I found this chart and the accompanying article interesting especially since I remain a long-term investor, even at 70 years old:
It seems many of us (not me) no longer have the patience for long-term investing,
and seek the holy grail of the big score in the quickest time possible?
David, life moves fast. Can you imagine we are able to produce a vaccine for the pandemic in 9 months? Now companies, are getting to Trillion $$$ valuation in very short time. Facebook 18, googl3 23, Amazon 27 they are global, trillion $$$ companies, and Facebook, is worried about its future and has already started re-inventing itself in META.
How many of us here worked in a single company and retired/ retiring? And how many expects that for our children?
Interesting article and thoughts.

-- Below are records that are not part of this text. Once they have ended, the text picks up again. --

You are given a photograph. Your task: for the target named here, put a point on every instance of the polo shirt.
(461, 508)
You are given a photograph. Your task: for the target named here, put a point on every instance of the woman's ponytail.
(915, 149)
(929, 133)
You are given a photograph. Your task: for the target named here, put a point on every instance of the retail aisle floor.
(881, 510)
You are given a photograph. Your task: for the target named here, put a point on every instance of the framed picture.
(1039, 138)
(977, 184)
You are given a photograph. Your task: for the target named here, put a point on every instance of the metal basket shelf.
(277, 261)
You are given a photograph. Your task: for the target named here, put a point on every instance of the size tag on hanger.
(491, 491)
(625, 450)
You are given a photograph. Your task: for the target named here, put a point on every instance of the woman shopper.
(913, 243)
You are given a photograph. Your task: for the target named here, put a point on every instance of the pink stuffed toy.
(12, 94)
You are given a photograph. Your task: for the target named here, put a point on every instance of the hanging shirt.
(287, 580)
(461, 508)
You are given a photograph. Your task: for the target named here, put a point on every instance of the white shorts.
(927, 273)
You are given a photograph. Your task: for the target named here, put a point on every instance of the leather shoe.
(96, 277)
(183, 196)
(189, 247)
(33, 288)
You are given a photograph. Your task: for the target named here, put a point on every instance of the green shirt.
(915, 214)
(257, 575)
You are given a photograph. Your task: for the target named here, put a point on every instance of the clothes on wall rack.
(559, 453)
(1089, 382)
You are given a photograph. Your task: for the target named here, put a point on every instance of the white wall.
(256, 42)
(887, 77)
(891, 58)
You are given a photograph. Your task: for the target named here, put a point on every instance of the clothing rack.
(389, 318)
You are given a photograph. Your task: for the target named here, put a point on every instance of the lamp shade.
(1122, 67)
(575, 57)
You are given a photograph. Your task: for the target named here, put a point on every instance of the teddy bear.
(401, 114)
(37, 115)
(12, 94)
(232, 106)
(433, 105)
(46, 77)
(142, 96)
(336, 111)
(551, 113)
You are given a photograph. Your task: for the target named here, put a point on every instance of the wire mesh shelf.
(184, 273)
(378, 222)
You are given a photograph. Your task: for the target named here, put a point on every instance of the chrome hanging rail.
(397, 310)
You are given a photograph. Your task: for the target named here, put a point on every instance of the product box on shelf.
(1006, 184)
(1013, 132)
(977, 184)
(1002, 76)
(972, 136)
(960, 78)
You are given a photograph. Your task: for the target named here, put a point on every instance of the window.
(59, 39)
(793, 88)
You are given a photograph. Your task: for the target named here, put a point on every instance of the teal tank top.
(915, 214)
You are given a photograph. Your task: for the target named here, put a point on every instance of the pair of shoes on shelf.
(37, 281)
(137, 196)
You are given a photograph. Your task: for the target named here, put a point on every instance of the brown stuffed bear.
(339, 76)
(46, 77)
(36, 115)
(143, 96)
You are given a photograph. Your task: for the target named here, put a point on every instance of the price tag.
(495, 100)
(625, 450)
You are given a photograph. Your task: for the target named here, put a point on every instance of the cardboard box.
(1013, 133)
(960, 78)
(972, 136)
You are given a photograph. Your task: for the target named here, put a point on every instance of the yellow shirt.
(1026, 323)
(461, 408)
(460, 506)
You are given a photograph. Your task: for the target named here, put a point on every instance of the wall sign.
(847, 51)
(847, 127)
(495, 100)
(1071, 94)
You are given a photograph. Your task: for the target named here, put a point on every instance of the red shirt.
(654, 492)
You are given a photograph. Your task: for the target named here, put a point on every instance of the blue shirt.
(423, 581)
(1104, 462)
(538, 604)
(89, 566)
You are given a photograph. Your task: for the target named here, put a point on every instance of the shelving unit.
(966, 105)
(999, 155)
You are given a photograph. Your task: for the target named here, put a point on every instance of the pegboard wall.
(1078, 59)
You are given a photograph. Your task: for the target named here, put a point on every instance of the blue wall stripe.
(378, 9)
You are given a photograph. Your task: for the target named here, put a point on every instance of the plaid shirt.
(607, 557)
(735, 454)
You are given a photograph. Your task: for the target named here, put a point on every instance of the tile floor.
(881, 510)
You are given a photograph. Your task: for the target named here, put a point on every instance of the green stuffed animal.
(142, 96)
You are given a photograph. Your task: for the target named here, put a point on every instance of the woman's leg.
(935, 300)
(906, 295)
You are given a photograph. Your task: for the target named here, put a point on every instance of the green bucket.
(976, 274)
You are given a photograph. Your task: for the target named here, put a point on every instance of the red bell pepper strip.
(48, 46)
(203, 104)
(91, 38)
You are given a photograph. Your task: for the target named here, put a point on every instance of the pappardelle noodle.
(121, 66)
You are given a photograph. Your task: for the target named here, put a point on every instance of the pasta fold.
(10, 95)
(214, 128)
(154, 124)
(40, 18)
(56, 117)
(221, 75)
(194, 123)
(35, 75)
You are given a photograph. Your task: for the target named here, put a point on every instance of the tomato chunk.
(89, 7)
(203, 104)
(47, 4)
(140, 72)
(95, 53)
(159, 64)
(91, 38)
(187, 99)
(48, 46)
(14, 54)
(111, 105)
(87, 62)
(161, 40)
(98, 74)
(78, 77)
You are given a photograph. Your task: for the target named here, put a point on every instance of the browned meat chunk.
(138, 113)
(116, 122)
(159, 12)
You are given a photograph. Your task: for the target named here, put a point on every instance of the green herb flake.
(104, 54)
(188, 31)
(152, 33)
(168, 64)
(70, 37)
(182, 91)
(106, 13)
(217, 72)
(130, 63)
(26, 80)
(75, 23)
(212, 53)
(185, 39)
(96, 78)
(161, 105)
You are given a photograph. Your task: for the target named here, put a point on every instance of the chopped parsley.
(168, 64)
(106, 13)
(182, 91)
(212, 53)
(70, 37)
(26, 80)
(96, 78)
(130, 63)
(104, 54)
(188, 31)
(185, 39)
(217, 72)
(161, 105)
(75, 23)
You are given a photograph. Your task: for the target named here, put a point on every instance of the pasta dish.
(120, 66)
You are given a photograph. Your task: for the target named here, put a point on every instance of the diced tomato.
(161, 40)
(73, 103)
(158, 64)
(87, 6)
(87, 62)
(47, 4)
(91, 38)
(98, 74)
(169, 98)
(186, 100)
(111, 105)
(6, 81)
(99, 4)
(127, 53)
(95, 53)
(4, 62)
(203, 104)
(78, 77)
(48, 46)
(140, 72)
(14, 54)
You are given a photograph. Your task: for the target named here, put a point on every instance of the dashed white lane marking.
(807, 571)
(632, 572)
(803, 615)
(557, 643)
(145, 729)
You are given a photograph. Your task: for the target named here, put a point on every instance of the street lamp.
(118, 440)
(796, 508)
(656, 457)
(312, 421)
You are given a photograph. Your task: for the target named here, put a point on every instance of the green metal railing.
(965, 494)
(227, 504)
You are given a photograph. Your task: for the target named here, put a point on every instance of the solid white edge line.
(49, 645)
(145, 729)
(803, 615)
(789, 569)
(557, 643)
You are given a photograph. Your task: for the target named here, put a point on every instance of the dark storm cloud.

I agree that businesses and companies are changing (and need to change) faster than ever. It’s certainly very dependent upon the industry as clearly anything technology is faster because basic technologies change faster. Cell phones came on the scene and dominated in a decade. Cloud companies came on the scene and are taking over from in house systems. I don’t think that will change or even slow down (probably continue to speed up?).
But I believe the basic premise of the article is wrong. Yes, statistically the average holding period has reduced. No doubt about that. But why? I don’t think there are any less buy and holders. In fact there is a strong argument there are more. If you look at Vanguards SP500 index fund it has grown tremendously over the last few decades and doesn’t show any sign of slowing down. This is the ultimate buy and hold. It is the average investor (and 401K contributor) saying that they can’t pick stocks better than buying the whole market. And for the most part that is good, I believe.
But what has happened is the proliferation of these hedge funds and high speed trading companies that are added on top and they trade thousands of times faster. Think of it this way. Over time, you have the same and growing amount of people investing, either buying individual stocks for the long run or buying index funds. They trade thousands of shares a day. But with the advent of High Speed Trading and hedge funds like that, they trade millions of shares a day. So now you average the two and the holding period drops dramatically, yet there are more LTBH investors than ever.
Now should we allow these front running high speed traders? I say no. But that would be another post/different topic.
Who is a long term buy and holder for the most part although I do tend to trade around the edges of my portfolio constantly.
Thanks, Kingran and Randy, for your thoughtful replies.